The usage of this library is like any other link library. The only important thing is the right linkage order:
Normally this is handled by the specs file of gcc.
gcc (-fbaserel) (-resident) -noixemul YOUR_OBJECTS (-lnix_main) (-lm)
If you use ‘-lnix_main’ you get a different commandline parser. ‘-lm’ uses the math library.
Be aware that the formatted I/O-functions need the math library to work correctly for floating point numbers. Without the math library you get only floating point support for simple operators like ‘+’, ‘*’, casts and that like.
If you don't use the assembler inline functions of gcc you will have to use ‘libamiga.a’ if you want to use any Amiga OS function. gcc comes with a free version of libamiga.a which is a subset of the original one. You can build it yourself if you unpack the sources, but be prepared that it may take some time.

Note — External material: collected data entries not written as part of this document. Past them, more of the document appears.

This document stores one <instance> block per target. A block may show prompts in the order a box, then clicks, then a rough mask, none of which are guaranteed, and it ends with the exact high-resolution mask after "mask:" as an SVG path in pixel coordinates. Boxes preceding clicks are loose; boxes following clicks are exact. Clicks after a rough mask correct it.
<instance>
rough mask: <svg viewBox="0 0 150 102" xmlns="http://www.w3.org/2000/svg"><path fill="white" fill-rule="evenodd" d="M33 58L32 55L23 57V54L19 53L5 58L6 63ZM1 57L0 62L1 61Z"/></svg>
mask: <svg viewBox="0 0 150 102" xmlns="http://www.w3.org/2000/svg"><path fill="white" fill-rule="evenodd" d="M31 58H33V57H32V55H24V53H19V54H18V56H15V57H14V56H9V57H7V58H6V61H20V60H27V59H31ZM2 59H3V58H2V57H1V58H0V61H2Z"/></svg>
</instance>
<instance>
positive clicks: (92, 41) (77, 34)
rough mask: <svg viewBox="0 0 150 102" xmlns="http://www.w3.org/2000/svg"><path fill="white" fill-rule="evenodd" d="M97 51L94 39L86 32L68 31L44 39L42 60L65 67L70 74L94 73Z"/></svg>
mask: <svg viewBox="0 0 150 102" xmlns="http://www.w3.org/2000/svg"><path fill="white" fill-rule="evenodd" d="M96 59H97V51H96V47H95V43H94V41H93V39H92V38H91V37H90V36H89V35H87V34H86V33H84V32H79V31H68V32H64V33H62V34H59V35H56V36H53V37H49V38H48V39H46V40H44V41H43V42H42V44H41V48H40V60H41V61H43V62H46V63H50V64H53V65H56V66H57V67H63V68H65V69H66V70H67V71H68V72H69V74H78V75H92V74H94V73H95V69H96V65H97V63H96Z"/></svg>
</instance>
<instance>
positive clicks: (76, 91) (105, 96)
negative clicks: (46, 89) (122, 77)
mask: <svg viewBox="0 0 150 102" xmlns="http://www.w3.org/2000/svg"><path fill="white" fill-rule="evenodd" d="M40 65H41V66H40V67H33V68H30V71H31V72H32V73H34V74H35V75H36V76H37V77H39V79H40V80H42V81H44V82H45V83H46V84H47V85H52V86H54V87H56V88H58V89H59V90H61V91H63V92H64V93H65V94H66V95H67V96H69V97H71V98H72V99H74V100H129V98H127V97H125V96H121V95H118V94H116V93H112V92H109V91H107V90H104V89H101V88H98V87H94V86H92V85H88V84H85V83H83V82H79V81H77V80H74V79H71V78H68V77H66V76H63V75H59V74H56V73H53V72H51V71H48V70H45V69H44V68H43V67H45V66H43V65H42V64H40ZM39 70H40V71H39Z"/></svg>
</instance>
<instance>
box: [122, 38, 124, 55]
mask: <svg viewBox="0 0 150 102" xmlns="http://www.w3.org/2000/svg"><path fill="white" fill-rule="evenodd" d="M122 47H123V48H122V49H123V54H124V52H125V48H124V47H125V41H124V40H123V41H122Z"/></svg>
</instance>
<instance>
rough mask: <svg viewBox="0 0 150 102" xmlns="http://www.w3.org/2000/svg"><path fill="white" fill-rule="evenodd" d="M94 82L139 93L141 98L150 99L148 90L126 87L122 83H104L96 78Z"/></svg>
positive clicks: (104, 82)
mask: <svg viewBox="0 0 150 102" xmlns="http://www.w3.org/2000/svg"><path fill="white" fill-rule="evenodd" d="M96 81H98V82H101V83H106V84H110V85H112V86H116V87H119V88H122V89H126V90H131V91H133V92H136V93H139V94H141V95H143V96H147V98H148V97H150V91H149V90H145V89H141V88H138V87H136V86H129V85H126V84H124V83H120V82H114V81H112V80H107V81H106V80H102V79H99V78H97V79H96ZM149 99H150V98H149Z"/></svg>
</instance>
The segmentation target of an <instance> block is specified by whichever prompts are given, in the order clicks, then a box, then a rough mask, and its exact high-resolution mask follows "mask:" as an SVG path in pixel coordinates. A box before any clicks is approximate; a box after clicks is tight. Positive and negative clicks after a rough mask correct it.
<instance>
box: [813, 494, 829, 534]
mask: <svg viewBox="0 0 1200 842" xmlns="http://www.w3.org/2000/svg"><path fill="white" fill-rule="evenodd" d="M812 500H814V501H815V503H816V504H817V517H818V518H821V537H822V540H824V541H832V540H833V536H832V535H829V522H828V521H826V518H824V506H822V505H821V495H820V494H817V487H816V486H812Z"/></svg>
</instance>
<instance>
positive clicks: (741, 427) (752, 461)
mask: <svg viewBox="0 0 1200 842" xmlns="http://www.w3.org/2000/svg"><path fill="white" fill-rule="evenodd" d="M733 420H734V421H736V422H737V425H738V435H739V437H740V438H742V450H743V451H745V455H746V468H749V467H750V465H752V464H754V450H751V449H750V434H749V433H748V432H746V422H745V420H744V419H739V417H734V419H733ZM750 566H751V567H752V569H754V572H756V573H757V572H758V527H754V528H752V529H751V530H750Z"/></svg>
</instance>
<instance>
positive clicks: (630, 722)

For compiling a4-relative programs you should choose the ‘-fbaserel’ option. You get resident (pure) programs if you set the ‘-resident’ option. Anything else necessary for these options is handled by the specs-file (choosing the right startups and libraries).
If you (for some reason) don't trust you specs-file you can call everything by hand:
gcc -nostdlib ncrt0.o YOUR_OBJECTS libnixmain.a (libm.a) libnix.a
But that's not the recommended way. Therefore I don't explain this in detail here - use the ‘-v’ option of gcc for more details.